A Critical Review and Strategic Roadmap of PV Power Forecasting (2016–2026): Addressing Temporal Leakage and Operational Integration Gaps

Photovoltaic (PV) power forecasting plays a central role in power system operation, electricity markets, and the integration of high shares of renewable energy. Over the past decade, forecasting approaches have evolved from classical statistical time-series models to advanced machine learning and deep learning architectures. This review analyses 119 studies published between 2016 and 2026, providing a structured assessment of PV forecasting methodologies, including model types, data requirements, validation strategies, and performance evaluation practices. Beyond summarizing existing approaches, the paper identifies three major methodological gaps in the literature: (i) fragmentation of evaluation metrics, which limits cross-study comparability; (ii) insufficient reporting of data preprocessing procedures and temporal leakage prevention; and (iii) limited integration of forecasting accuracy with economic and operational performance metrics.
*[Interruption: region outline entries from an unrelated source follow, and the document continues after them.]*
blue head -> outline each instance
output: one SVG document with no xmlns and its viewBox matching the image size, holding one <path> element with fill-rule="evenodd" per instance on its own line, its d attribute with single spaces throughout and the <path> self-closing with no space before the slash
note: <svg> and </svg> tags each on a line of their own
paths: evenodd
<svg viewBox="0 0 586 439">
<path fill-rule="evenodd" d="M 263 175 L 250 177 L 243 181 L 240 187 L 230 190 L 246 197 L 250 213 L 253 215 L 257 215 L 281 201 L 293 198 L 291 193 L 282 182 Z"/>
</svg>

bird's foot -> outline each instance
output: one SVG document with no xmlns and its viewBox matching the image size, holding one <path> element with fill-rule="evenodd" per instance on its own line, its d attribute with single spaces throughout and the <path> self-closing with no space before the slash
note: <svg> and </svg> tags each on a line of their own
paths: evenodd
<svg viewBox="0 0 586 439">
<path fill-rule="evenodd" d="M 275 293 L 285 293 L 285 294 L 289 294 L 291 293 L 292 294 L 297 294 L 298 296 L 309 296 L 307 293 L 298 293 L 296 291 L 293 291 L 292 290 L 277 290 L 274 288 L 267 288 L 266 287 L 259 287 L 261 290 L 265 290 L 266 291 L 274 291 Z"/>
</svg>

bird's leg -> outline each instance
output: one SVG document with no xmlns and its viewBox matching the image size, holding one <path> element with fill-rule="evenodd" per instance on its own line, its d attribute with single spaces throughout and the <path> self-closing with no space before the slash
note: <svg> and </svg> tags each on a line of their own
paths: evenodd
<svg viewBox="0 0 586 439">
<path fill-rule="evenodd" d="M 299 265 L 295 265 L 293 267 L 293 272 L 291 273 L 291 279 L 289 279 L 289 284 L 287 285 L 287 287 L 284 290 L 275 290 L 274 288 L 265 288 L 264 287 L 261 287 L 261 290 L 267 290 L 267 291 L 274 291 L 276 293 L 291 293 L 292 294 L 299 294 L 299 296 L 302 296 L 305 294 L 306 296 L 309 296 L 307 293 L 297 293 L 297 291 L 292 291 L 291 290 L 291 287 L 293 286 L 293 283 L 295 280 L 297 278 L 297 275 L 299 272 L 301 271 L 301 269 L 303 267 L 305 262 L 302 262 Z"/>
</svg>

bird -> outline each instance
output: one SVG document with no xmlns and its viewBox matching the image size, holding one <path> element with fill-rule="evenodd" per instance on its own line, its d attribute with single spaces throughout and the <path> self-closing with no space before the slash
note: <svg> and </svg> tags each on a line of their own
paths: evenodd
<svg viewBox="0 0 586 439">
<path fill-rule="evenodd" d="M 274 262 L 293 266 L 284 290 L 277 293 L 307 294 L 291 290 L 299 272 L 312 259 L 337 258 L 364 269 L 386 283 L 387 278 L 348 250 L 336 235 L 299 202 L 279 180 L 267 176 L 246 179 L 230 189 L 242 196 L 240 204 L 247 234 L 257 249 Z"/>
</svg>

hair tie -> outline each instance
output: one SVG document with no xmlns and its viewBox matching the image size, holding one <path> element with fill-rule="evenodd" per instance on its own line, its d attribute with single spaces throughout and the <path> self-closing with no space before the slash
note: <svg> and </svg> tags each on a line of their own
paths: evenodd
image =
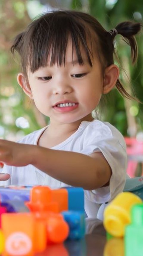
<svg viewBox="0 0 143 256">
<path fill-rule="evenodd" d="M 110 31 L 108 31 L 108 33 L 110 34 L 111 36 L 113 36 L 115 33 L 116 35 L 118 34 L 118 31 L 116 28 L 112 28 L 112 29 L 111 29 Z"/>
</svg>

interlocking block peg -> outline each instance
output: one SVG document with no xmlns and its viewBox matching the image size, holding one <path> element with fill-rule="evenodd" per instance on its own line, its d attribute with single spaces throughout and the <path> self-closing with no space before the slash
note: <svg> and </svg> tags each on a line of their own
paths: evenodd
<svg viewBox="0 0 143 256">
<path fill-rule="evenodd" d="M 143 204 L 131 210 L 131 223 L 126 226 L 125 243 L 125 256 L 143 255 Z"/>
</svg>

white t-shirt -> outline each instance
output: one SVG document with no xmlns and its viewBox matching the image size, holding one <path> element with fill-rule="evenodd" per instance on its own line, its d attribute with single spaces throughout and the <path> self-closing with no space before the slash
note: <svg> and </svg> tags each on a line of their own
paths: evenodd
<svg viewBox="0 0 143 256">
<path fill-rule="evenodd" d="M 34 131 L 18 142 L 36 145 L 47 128 Z M 96 120 L 91 122 L 83 121 L 75 132 L 51 149 L 87 155 L 96 152 L 102 152 L 112 170 L 109 186 L 95 190 L 85 190 L 84 194 L 85 208 L 87 216 L 102 219 L 105 203 L 122 191 L 125 183 L 127 155 L 126 144 L 121 134 L 108 122 Z M 1 185 L 41 185 L 49 186 L 52 189 L 69 186 L 31 165 L 20 167 L 5 165 L 2 172 L 9 173 L 11 178 L 6 181 L 0 181 Z"/>
</svg>

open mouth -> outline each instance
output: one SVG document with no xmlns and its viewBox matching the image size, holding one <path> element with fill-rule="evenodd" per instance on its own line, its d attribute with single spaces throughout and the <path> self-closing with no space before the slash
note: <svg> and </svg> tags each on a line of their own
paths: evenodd
<svg viewBox="0 0 143 256">
<path fill-rule="evenodd" d="M 56 106 L 57 107 L 72 107 L 72 106 L 75 106 L 77 103 L 71 103 L 71 102 L 69 102 L 67 103 L 61 103 L 60 104 L 58 104 L 56 105 Z"/>
</svg>

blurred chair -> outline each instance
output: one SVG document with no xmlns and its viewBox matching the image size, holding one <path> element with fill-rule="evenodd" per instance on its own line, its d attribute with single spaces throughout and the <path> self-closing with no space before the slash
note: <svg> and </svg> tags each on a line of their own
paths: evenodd
<svg viewBox="0 0 143 256">
<path fill-rule="evenodd" d="M 143 175 L 143 141 L 136 138 L 125 137 L 128 155 L 127 172 L 131 178 Z M 142 163 L 140 173 L 136 173 L 139 163 Z"/>
</svg>

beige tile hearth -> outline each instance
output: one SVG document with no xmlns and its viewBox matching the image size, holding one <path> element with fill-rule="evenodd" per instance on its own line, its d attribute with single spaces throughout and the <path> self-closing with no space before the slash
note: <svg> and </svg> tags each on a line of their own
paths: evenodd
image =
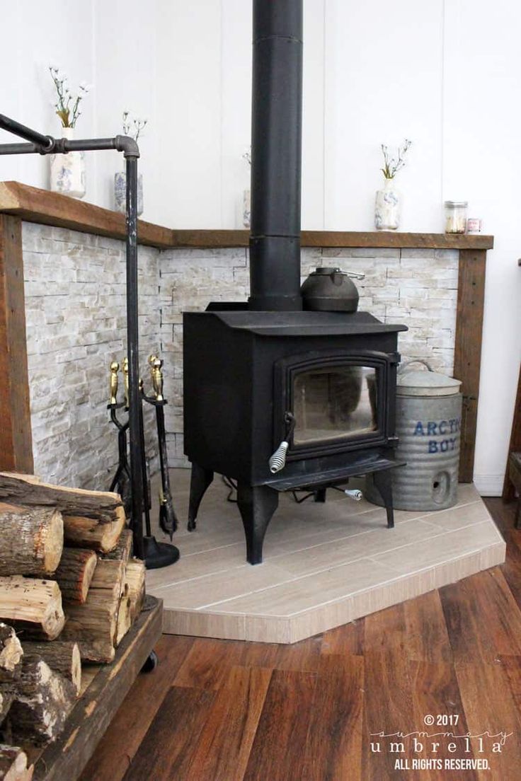
<svg viewBox="0 0 521 781">
<path fill-rule="evenodd" d="M 365 499 L 330 490 L 325 504 L 298 505 L 283 494 L 264 562 L 252 566 L 238 510 L 219 478 L 203 499 L 197 530 L 186 530 L 189 478 L 187 469 L 172 472 L 181 558 L 147 574 L 149 593 L 164 601 L 168 633 L 294 643 L 505 560 L 481 498 L 461 485 L 455 507 L 398 511 L 394 530 Z"/>
</svg>

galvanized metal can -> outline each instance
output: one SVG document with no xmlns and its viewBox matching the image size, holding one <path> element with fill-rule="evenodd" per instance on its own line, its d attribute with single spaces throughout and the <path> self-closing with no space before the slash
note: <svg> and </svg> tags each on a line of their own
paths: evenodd
<svg viewBox="0 0 521 781">
<path fill-rule="evenodd" d="M 423 363 L 428 371 L 411 370 Z M 425 361 L 398 369 L 396 458 L 406 465 L 392 472 L 393 503 L 400 510 L 441 510 L 457 501 L 462 418 L 461 382 L 434 372 Z M 373 480 L 366 497 L 382 505 Z"/>
</svg>

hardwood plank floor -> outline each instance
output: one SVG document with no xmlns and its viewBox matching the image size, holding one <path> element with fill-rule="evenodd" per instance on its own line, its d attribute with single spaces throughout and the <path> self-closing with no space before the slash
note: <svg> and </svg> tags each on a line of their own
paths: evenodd
<svg viewBox="0 0 521 781">
<path fill-rule="evenodd" d="M 291 646 L 163 636 L 81 781 L 521 777 L 521 531 L 487 505 L 501 567 Z"/>
</svg>

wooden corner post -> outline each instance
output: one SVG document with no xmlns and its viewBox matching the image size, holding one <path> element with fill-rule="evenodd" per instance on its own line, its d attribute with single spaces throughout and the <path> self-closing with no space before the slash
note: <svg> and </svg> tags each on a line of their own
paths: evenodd
<svg viewBox="0 0 521 781">
<path fill-rule="evenodd" d="M 462 380 L 463 394 L 460 483 L 472 483 L 474 472 L 486 262 L 487 250 L 459 251 L 454 376 Z"/>
<path fill-rule="evenodd" d="M 0 469 L 34 469 L 22 221 L 8 214 L 0 214 Z"/>
</svg>

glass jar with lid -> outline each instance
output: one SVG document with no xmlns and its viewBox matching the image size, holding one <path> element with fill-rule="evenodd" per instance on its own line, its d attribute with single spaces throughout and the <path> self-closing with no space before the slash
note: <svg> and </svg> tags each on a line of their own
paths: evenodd
<svg viewBox="0 0 521 781">
<path fill-rule="evenodd" d="M 466 201 L 445 201 L 445 233 L 464 234 L 466 228 Z"/>
</svg>

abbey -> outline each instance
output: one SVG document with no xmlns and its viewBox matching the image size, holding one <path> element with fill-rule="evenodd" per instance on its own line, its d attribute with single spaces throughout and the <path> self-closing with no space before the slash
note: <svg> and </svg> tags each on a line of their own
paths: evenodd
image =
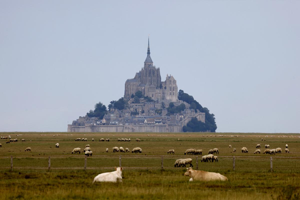
<svg viewBox="0 0 300 200">
<path fill-rule="evenodd" d="M 139 90 L 145 97 L 151 97 L 158 103 L 176 102 L 178 100 L 176 80 L 171 74 L 167 74 L 166 80 L 161 81 L 159 67 L 157 68 L 153 65 L 150 56 L 148 38 L 147 57 L 144 67 L 136 73 L 134 78 L 126 81 L 124 98 L 129 99 Z"/>
</svg>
A systematic comparison of representative studies is conducted to highlight dominant modelling trends and persistent limitations. Beyond a descriptive summary, this review highlights significant limitations in methodological reporting across the 119 studies analysed, particularly regarding temporal leakage prevention in Deep Learning-based forecasting. To address these issues, we introduce a reproducibility checklist and propose a strategic roadmap aimed at strengthening the link between statistical accuracy (e.g., RMSE/MAE) and operational relevance in electricity markets.